While the price falls have not been extreme, Mr Semmelroth said the ESTLI had still eased 60c/kg, or 10pc, from the highs seen in early June, to reach 531c/kg last Friday.
“Although lamb yardings continue to decline in Victoria, reaching the lowest level for this year with only 24,583 head yarded, saleyard throughput has been on the way up in NSW since the start of June,” he said.
He said tracking supply and price trends in the next couple of weeks would be critical to decide whether to sell lambs now or wait until January next year.
“We could well see a scenario where slaughterings are brought forward this year, which could lead to a supply shock in early 2015,” he said.
Lamb fever at Wagga
YATHELLA prime lamb producer Noel Leahy, “Glenavon”, has sold the bulk of his heavy lambs and will prepare suckers for the coming spring.
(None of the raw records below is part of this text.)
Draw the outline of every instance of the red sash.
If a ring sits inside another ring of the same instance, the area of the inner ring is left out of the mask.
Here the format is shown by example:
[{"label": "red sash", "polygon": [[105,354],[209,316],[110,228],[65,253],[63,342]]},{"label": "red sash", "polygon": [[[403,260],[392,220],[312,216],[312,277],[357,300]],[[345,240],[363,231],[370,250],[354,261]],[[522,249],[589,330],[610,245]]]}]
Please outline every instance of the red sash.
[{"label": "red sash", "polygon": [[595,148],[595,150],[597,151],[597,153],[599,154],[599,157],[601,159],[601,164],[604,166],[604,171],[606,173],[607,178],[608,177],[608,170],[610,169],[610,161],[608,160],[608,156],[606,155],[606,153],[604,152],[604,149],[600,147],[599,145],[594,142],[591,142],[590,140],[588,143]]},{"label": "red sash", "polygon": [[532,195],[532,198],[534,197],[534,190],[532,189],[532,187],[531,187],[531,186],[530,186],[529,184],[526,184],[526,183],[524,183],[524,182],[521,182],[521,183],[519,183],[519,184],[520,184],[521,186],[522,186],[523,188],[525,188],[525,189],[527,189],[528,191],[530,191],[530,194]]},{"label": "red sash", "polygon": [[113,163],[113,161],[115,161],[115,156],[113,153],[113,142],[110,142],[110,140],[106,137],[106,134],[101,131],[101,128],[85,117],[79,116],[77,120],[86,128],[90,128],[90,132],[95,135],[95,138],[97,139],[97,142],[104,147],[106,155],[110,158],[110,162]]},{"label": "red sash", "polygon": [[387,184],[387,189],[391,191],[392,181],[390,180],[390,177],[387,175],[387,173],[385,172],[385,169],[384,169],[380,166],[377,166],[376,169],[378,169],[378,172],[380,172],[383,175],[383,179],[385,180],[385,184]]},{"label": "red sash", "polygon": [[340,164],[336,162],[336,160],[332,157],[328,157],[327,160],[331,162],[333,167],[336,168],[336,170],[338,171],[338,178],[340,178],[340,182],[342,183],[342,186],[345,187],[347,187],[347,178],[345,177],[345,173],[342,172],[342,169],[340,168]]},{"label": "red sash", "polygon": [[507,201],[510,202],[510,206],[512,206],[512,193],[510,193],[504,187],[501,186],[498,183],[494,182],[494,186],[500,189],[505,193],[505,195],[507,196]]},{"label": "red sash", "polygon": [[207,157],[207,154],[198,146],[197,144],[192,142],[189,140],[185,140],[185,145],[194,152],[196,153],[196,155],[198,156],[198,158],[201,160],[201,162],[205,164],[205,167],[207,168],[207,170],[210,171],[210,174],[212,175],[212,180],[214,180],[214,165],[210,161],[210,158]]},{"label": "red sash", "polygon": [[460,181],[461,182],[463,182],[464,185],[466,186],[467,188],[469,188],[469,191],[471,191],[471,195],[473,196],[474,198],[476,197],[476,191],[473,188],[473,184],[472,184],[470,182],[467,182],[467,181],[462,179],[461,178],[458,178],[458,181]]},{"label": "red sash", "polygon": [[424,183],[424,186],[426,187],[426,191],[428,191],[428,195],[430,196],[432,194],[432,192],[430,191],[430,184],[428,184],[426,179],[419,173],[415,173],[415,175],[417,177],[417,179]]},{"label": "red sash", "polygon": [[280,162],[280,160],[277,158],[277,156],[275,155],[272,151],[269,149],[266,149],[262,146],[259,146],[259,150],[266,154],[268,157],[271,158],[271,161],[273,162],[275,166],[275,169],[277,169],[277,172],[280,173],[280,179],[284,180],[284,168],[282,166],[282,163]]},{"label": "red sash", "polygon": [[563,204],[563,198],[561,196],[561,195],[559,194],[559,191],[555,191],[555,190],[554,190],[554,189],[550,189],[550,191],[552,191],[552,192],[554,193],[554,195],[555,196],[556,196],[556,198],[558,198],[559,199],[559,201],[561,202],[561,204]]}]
Mr Leahy has been riding the waves of the market during the past fortnight and sold the heavier draft of his second-cross Dorset lambs at the Wagga Wagga saleyards on July 17.
They averaged 65 kilograms and sold to a top of $184.
The prime market topped at $196 in Wagga on July 17 when 28,000 lambs and 7000 sheep were yarded.
Mr Leahy sold the lighter lot of the draft at last Thursday’s sale when the market dropped due to a massive yarding of 43,300 lambs.
The market was back about $20 for his lot which averaged $136, Mr Leahy said.
“I think the market’s hit its peak and will start coming back a bit.”